Right, but there's an encroaching of rights whereby if you don't comply with the trans person, a business you are frequenting may feel compelled to take action against you, so as to not to be accused of permitting a "hostile environment" for the trans person.

They're currently less scared of being sued by the trans person for discrimination on the basis of gender reassignment than of being sued by a woman on the basis of sex.
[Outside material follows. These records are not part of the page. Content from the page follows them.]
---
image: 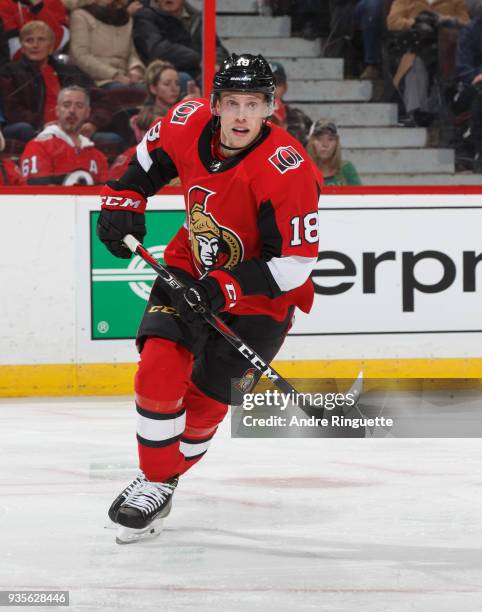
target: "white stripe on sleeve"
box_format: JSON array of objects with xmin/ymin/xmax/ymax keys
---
[
  {"xmin": 267, "ymin": 256, "xmax": 317, "ymax": 291},
  {"xmin": 136, "ymin": 134, "xmax": 152, "ymax": 172}
]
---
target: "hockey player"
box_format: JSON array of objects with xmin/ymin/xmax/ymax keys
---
[
  {"xmin": 21, "ymin": 85, "xmax": 108, "ymax": 185},
  {"xmin": 98, "ymin": 54, "xmax": 320, "ymax": 543}
]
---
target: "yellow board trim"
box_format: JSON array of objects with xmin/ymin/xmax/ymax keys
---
[{"xmin": 0, "ymin": 358, "xmax": 482, "ymax": 397}]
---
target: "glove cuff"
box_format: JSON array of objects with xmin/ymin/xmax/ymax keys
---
[
  {"xmin": 100, "ymin": 185, "xmax": 146, "ymax": 214},
  {"xmin": 208, "ymin": 270, "xmax": 242, "ymax": 312}
]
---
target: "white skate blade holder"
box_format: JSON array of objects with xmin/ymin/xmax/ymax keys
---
[{"xmin": 115, "ymin": 518, "xmax": 164, "ymax": 544}]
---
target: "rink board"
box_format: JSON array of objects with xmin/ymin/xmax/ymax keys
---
[{"xmin": 0, "ymin": 188, "xmax": 482, "ymax": 395}]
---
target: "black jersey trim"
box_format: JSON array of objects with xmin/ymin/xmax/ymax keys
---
[
  {"xmin": 258, "ymin": 200, "xmax": 283, "ymax": 261},
  {"xmin": 198, "ymin": 117, "xmax": 271, "ymax": 174}
]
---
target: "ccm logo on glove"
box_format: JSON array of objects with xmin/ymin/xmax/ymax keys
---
[{"xmin": 102, "ymin": 196, "xmax": 144, "ymax": 209}]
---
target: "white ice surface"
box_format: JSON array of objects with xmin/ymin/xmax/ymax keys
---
[{"xmin": 0, "ymin": 398, "xmax": 482, "ymax": 612}]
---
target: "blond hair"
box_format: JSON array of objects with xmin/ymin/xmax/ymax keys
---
[
  {"xmin": 19, "ymin": 21, "xmax": 55, "ymax": 44},
  {"xmin": 306, "ymin": 119, "xmax": 345, "ymax": 183}
]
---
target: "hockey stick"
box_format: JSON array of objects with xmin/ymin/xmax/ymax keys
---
[{"xmin": 123, "ymin": 234, "xmax": 362, "ymax": 417}]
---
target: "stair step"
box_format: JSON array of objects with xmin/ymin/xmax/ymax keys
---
[
  {"xmin": 361, "ymin": 173, "xmax": 482, "ymax": 186},
  {"xmin": 283, "ymin": 80, "xmax": 372, "ymax": 103},
  {"xmin": 216, "ymin": 15, "xmax": 291, "ymax": 39},
  {"xmin": 296, "ymin": 102, "xmax": 398, "ymax": 126},
  {"xmin": 223, "ymin": 37, "xmax": 320, "ymax": 59},
  {"xmin": 343, "ymin": 147, "xmax": 454, "ymax": 175},
  {"xmin": 340, "ymin": 127, "xmax": 427, "ymax": 149},
  {"xmin": 276, "ymin": 57, "xmax": 343, "ymax": 79}
]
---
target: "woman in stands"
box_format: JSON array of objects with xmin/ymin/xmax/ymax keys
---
[
  {"xmin": 306, "ymin": 119, "xmax": 361, "ymax": 185},
  {"xmin": 70, "ymin": 0, "xmax": 144, "ymax": 90}
]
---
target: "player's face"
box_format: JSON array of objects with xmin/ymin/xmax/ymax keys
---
[
  {"xmin": 56, "ymin": 91, "xmax": 90, "ymax": 134},
  {"xmin": 150, "ymin": 68, "xmax": 181, "ymax": 106},
  {"xmin": 313, "ymin": 134, "xmax": 338, "ymax": 161},
  {"xmin": 216, "ymin": 93, "xmax": 267, "ymax": 148},
  {"xmin": 21, "ymin": 30, "xmax": 53, "ymax": 63}
]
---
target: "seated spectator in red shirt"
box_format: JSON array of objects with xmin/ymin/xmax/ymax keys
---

Partly because there's just another level of indirection involved there - you have to argue that women are particularly inconvenienced by having to bow to trans demands, hence making it sex discrimination to require that.

Circumferences · 18/01/2023 14:48

What would happen if we refused to comply? Would using sex-based pronouns instead of preferred pronouns be a crime, for example?

No it wouldn't.

TRAs will insist misgendering is "hate speech" but there's no legal precedent whatsoever for that claim.

Pronouns are in the eye of the beholder. You can't jail someone for saying what they see. TRAs would love to jail people for non-compliance but thankfully they aren't in total control (yet).

PaterPower · 18/01/2023 15:02

Remember, though, that what is written in law and what a captured Police officer may decide to do anyway can be entirely different things.

We’ve already seen examples of:

  • selective policing of events
  • arrests for legal activities like stickering
  • arrests / ‘invitations to attend’ for nebulous hate speech allegations
  • blatant ignoring, by police forces, of doxxing and threats of violence towards GC women
  • consequences in court for ‘misgendering’ your attacker.

It can be the process itself which ends up being the punishment, and we’ve seen a good example, very recently, of how quickly police forces will move to cover up for their own. Even when the evidence of illegal acts is staring them in the face.

A captured ‘officer’ can get away with repeated examples of what would rightly be seen as harassing behaviour, if it were being carried out by Joe public.